Some forms of cancer, such as colorectal cancer, are becoming more common in people under 50 because of the lifestyles most young people lead; sedentary lifestyles, high-fat and low-fiber diets, and not enough exercise could increase your chances of needing colorectal cancer treatments one day. Regardless, a few lifestyle changes could also help you fight this cancer, including getting enough sleep. When we sleep, our bodies releases cortisol and melatonin. Cortisol helps to regulate immune system activity — including the release of certain “natural killer” cells that help the body battle cancer. Melatonin may have antioxidant properties that help prevent damage to cells that can lead to cancer. Without these two hormones, we are at higher risk of developing cancer. Women in particular are at risk of developing breast cancer without cortisol.

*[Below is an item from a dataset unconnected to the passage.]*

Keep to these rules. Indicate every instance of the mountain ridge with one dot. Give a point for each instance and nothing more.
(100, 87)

Did you know that your memory is tied in to how much sleep you get? Not a lot of people do. Put simply, sleeping, and dreaming, is the time in which your brain puts your thoughts and experiences into the right ‘boxes’, so that they can be easily accessed. So, if you’re trying to learn something new, such as a foreign language, or information for a test, getting a good night’s sleep can help you retain that information.
You might have just linked your bad moods and high agitation with too little sleep, but it goes deeper than mere crankiness. There is a link between tiredness and anxiety levels, as emotional stability is improved when you are fully rested. Studies have shown a link between insomnia and depression, as the brain requires plenty of rest to be able to manage emotions correctly.